The forum, the Jiuzhai Paradise International Environment Forum, sponsored by the All-China Environment Federation (ACEF), was held in Jiuzhaigou, Aba Tibet and Qiang Prefecture, southwest China's Sichuan Province.
After the forum, the ACEF summarized and conducted in-depth research on the opinions and suggestions offered by the participants and put together a proposal for the nation's energy and environment development.
This was submitted to related government bodies, such as China's environment watchdog State Environmental Protection Administration (SEPA) and top economic planner National Development and Reform Commission (NDRC).
In the proposal, the ACEF emphasized that the nation should further take into consideration of the economy, energy and environment and roll out a strategy for their coordinated development.
Currently, multiple layers of government bodies are responsible for administration of the nation's energy resources and these related entities have different requirements for the production and consumption of energy, the proposal said.
This leads to relatively loose and separate laws and regulations in the sector and some of them are even overlapping and contradictory, according to the proposal.
Furthermore, the situation increases the difficulties in controlling environment pollution and leads to more energy consumption.
Experts feel that a scientific, comprehensive and consistent strategy for the sector's development is a prerequisite for China's sustainable development.
Building an energy-efficient and more environment-conscious society with fast-growing economy is the core of harmonious development between man and nature, the proposal pointed out.
The ACEF suggested that related government bodies including the SEPA jointly work on the strategy for the next 15 years.
In the strategy, the ACEF said that "smokeless energy" such as nuclear energy, hydropower, wind, solar and biological power as well as terrestrial heat should be placed as a priority.

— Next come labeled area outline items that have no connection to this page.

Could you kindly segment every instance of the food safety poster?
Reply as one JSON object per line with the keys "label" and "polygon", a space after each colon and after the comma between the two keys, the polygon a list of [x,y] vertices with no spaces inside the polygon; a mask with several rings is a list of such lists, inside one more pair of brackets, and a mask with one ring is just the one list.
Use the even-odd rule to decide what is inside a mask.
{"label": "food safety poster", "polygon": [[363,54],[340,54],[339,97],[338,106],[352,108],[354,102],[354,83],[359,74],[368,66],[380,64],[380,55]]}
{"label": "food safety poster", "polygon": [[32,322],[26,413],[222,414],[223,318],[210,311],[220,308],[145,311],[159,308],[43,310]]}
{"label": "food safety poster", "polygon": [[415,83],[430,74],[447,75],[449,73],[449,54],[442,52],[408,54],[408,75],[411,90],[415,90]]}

The consumption of coal and petroleum should be reduced substantially.
To this end, detailed objectives, time limits and responsible government bodies should be clearly listed in the strategy.

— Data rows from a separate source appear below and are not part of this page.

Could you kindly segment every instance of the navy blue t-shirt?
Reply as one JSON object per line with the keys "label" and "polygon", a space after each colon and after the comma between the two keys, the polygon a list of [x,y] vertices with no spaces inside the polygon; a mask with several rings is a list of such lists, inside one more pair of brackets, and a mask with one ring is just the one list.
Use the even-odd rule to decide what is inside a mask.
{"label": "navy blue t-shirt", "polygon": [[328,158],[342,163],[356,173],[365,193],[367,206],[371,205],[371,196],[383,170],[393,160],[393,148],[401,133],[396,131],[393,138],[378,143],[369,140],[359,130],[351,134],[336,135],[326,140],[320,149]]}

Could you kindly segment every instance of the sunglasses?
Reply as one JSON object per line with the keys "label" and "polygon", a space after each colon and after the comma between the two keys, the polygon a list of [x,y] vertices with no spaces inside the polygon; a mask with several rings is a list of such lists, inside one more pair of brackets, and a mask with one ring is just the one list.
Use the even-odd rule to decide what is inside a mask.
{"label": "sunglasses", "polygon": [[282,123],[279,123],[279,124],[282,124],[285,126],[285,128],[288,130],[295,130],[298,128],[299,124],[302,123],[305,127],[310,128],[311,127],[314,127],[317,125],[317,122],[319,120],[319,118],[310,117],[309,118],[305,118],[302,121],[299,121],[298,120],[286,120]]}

As for the nation's target that by 2010, the energy consumption per unit of the gross domestic product (GDP) should be reduced by 20 per cent compared to the 10th-Five Year Plan period (2001-05), the ACEF noted, government bodies should shoulder responsibilities of administration and supervision of target execution.
They should reveal an exact timetable of its implementation.

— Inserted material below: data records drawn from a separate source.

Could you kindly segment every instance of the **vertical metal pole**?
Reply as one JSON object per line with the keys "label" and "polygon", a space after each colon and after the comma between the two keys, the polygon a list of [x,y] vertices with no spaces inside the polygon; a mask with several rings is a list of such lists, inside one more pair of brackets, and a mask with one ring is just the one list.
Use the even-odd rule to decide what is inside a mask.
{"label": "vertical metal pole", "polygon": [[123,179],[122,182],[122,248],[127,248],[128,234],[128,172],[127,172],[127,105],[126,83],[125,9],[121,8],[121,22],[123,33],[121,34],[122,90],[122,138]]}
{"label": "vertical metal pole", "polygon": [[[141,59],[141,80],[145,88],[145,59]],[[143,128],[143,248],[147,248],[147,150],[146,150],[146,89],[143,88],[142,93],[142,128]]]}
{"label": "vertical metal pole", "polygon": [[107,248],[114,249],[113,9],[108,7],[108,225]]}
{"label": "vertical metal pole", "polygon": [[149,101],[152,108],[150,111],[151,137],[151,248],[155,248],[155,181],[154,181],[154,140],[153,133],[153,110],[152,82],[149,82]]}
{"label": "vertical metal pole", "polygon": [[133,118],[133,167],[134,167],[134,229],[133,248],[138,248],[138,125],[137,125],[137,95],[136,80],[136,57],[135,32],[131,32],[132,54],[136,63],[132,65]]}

Also, supervision should be substantially enhanced, and revision over related work should be timely and relevant.
Experts at the forum suggested the nation gradually increase the standard for pollutant discharge, abolish the production subsidy for high energy-consumption products, lessen energy cost and guide market practice of enterprises to push their businesses towards environment consciousness.
They said the nation should encourage and supervise enterprises to disclose environment information, ensure production and management efficiency, reduce energy consumption and impact on environment and pay more attention to health and living conditions of their staff members and citizens in the community.
Marco Andreozzi from the Territory Environment Department of Italy, suggested different provinces research their potential for renewable energy and present power networks and overview their energy plan.
Based on the energy consumption requirements, they can then set out their new energy and environment strategy for the next 10 years.
Speakers on the environment and energy strategy issues at the Jiuzhai Paradise International Environment Forum included Zhou Dadi, director of the Energy Research Institute of the National Development and Reform Commission, Zhao Xizheng, executive director of the China Electricity Council, Wang Xianzheng, vice-minister of the State Administration of Work Safety, Frank Murray, dean of Graduate Studies of the Murdoch University in Australia, Wang Jinnan, chief engineer of the Planning and Design Institute of the SEPA, Zhou Weisheng, professor of the Ritsumeikan University in Japan, Chai Hefa, chief climate environment expert at the China Research Academy of Environmental Sciences, Zhan Kun, vice-director of the Safety and Environmental Protection Bureau of the Sinopec, Marco Andreozzi, researcher at the Territory Environment Department of Italy and Yu Cong, researcher of the Energy Research Institute of the NDRC.